RDC : Une spéculation monétaire qui met à nu la faiblesse de la Banque Centrale du Congo et l’inaction du parquet financier[Tribune]

Tribune signée par KILOSHO MUSEME/Financier

Les spéculateurs sortent en maître devant une Banque Centrale du Congo observatrice au lieu d’agir et un parquet financier toujours au passif.

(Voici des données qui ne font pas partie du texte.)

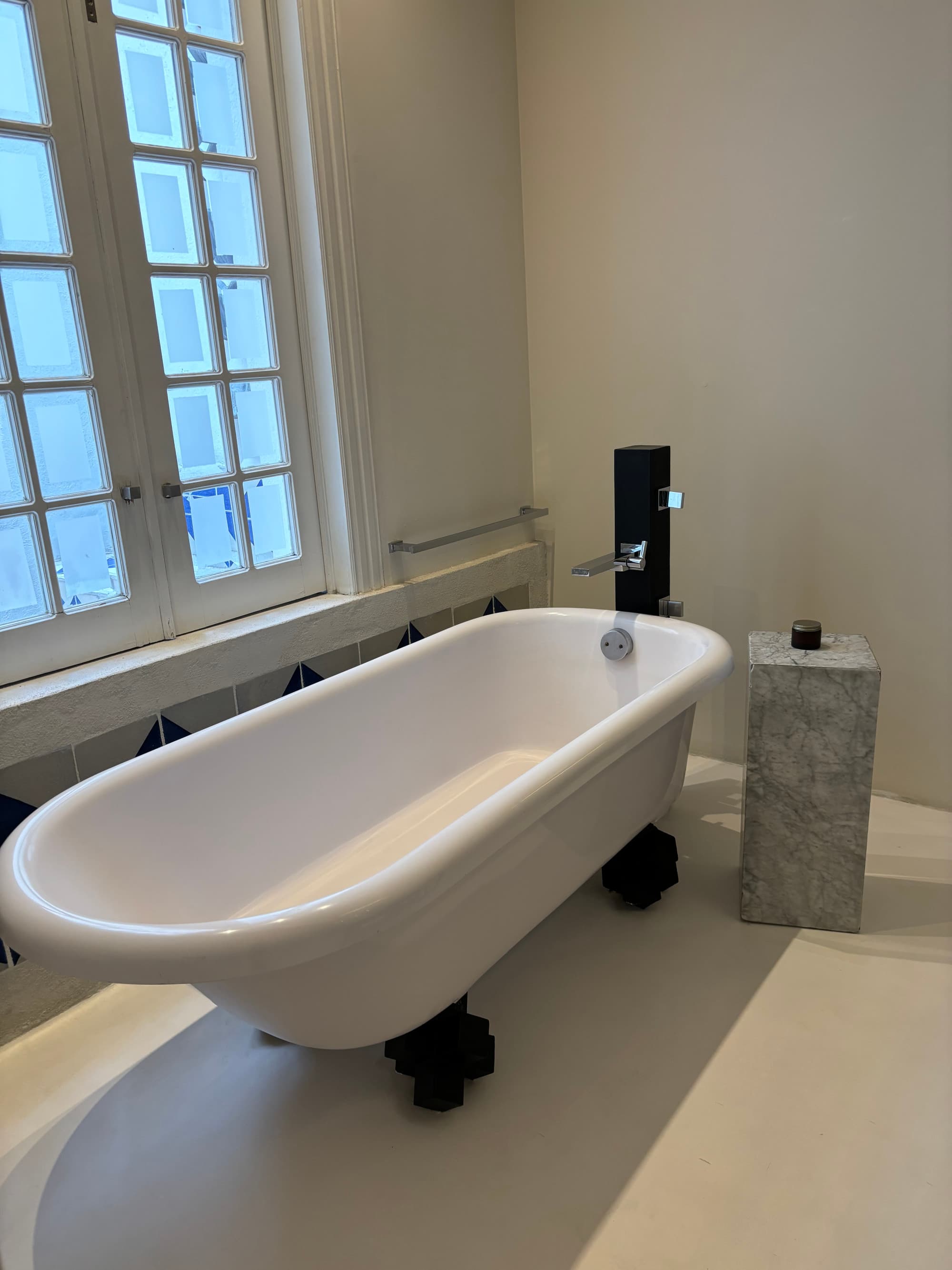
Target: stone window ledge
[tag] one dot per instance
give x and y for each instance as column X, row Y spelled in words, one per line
column 68, row 707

Les opérateurs économiques, les banques et l’ensemble de la population ont perdu des millions de dollars à cause de cette spéculation monétaire vers la baisse du taux de change.

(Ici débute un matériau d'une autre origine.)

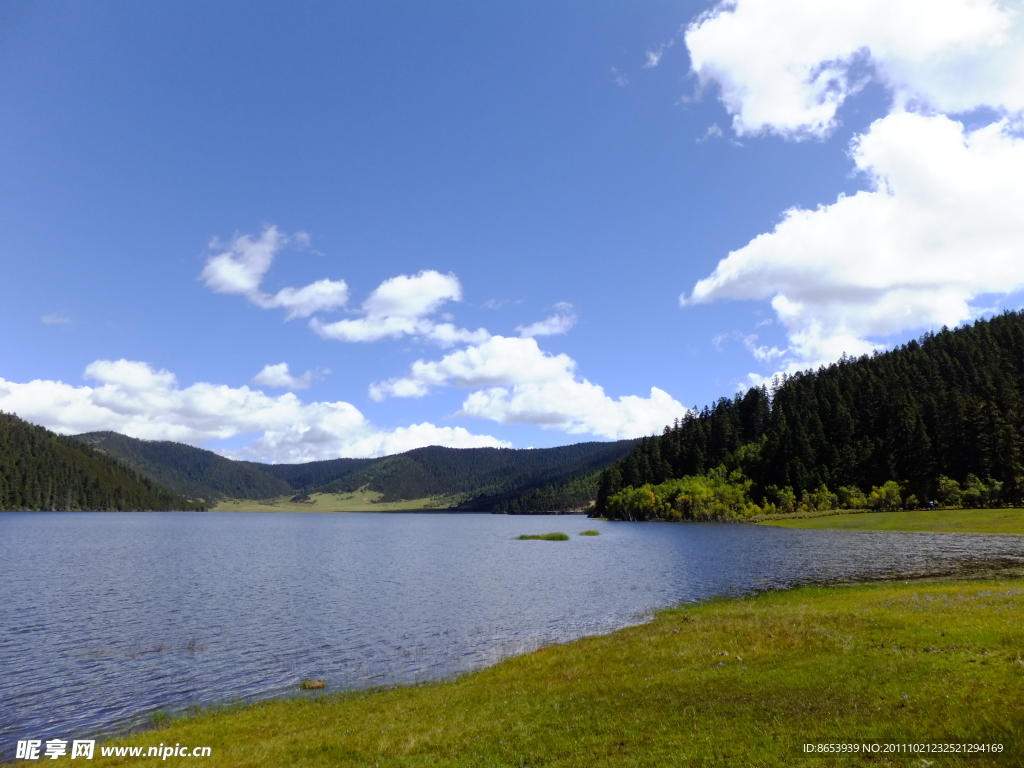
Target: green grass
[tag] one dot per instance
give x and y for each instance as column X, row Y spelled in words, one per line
column 952, row 520
column 359, row 501
column 739, row 682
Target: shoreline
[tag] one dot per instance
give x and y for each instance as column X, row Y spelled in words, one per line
column 584, row 670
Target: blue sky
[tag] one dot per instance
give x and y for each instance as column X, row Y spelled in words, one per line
column 809, row 179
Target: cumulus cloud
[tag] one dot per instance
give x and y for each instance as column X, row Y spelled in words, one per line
column 518, row 383
column 786, row 66
column 401, row 306
column 240, row 269
column 940, row 226
column 654, row 54
column 279, row 376
column 134, row 398
column 559, row 323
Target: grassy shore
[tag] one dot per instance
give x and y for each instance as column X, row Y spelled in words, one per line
column 739, row 682
column 360, row 501
column 950, row 520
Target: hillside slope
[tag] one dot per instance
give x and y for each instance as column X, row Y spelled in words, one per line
column 483, row 479
column 938, row 419
column 189, row 471
column 40, row 470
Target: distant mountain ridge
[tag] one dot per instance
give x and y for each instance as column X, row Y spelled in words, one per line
column 41, row 470
column 939, row 419
column 482, row 479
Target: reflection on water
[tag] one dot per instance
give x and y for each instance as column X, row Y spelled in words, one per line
column 105, row 617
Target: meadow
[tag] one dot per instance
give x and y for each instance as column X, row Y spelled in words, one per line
column 743, row 681
column 939, row 520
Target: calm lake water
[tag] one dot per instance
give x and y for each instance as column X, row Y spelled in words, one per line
column 105, row 617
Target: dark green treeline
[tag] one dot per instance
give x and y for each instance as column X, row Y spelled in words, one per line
column 939, row 417
column 40, row 470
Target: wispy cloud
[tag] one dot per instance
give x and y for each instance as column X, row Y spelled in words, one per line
column 518, row 383
column 654, row 55
column 560, row 323
column 938, row 227
column 136, row 399
column 244, row 261
column 401, row 306
column 279, row 376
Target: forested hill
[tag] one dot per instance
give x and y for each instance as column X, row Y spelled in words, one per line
column 40, row 470
column 492, row 479
column 189, row 471
column 485, row 479
column 938, row 419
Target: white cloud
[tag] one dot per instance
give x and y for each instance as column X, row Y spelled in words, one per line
column 518, row 383
column 241, row 269
column 400, row 306
column 279, row 376
column 654, row 55
column 786, row 66
column 559, row 323
column 940, row 226
column 133, row 398
column 713, row 132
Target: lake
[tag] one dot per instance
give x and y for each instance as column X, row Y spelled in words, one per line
column 107, row 617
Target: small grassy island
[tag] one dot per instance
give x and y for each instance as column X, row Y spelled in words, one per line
column 737, row 682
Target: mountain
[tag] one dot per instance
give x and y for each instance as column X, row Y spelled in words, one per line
column 40, row 470
column 940, row 419
column 484, row 479
column 186, row 470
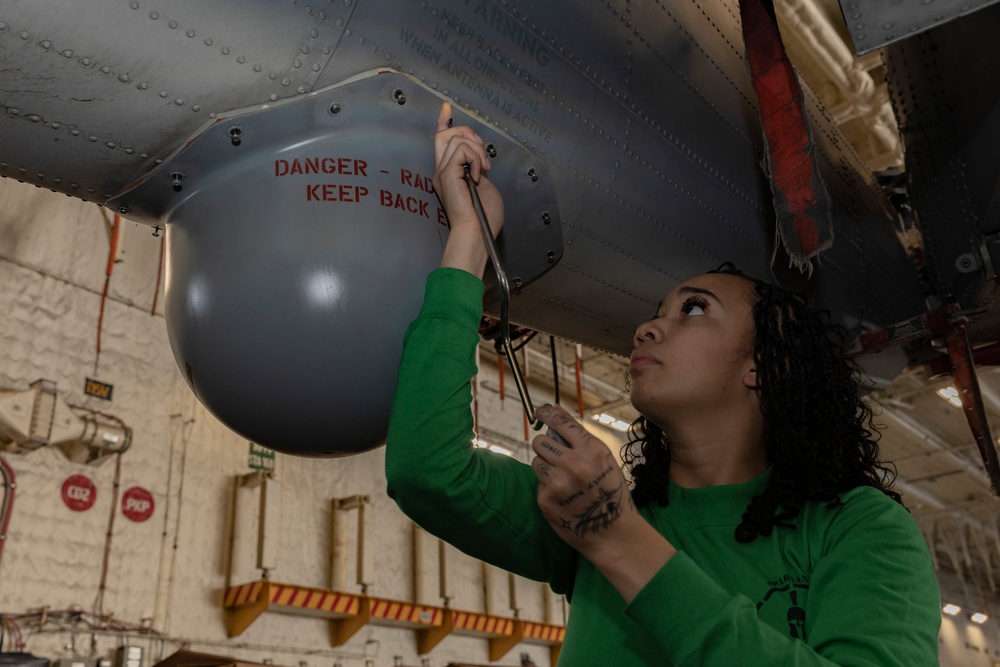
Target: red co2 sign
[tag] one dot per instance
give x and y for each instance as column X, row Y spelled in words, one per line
column 79, row 493
column 137, row 504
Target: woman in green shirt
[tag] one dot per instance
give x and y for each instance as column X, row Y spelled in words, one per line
column 759, row 528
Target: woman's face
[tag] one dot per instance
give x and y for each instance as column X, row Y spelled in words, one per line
column 695, row 358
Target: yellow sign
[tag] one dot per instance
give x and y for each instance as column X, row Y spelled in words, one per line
column 98, row 389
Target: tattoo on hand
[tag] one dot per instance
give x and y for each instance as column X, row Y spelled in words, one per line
column 597, row 480
column 600, row 515
column 555, row 450
column 567, row 500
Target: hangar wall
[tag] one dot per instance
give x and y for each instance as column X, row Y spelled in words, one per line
column 169, row 572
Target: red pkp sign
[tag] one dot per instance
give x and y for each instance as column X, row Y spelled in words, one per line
column 137, row 504
column 79, row 493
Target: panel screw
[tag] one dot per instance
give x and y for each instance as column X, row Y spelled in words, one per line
column 176, row 177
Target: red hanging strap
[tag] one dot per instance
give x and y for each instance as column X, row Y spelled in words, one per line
column 801, row 202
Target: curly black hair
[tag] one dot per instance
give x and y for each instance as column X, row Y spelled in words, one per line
column 821, row 440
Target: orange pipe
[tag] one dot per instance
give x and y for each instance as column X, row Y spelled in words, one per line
column 500, row 373
column 107, row 279
column 579, row 382
column 159, row 276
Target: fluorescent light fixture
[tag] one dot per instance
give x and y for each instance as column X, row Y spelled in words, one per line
column 611, row 422
column 498, row 449
column 950, row 394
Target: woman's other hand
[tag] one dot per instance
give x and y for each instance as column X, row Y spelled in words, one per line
column 454, row 148
column 583, row 494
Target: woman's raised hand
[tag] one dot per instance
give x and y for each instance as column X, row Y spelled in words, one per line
column 454, row 148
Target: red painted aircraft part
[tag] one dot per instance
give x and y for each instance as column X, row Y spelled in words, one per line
column 963, row 374
column 801, row 202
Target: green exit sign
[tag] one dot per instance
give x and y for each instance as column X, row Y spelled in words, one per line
column 260, row 458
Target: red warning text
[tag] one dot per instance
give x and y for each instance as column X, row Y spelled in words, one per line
column 335, row 192
column 407, row 177
column 321, row 165
column 410, row 204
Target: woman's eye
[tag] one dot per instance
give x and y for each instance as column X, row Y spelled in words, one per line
column 694, row 307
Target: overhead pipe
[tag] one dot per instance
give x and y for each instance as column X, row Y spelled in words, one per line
column 9, row 485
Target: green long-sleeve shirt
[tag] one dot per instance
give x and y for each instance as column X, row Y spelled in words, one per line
column 850, row 585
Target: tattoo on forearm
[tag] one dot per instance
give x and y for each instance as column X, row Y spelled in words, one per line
column 567, row 500
column 602, row 513
column 597, row 480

Le taux de change est le prix d’une monnaie exprimée dans une autre monnaie, qui est aussi le résultat du marché de change.

Le marché de change en RDC est sous l’autorité de la BCC, dont elle est l’organe censée assumer la bonne application de la politique monétaire, pour sécuriser les utilisateurs du franc congolais face aux spéculations exogènes ou endogènes dans le marché de change.

La Banque Centrale du Congo a échoué dans ses trois missions sur les cinq qu’elle a, entre autres (Confère la constitution dans son article 176) :


– La sauvegarde et la stabilité monétaire,
– La définition et la mise en oeuvre de la politique monétaire,
– Le contrôle de l’ensemble de l’activité bancaire.

Que signifie une spéculation monétaire :

C’est un type de spéculation visant à tirer un profit individuel ou d’un groupe d’individus de l’évolution des cours d’une devise par rapport à une autre, autrement dit sur l’évolution de taux de change.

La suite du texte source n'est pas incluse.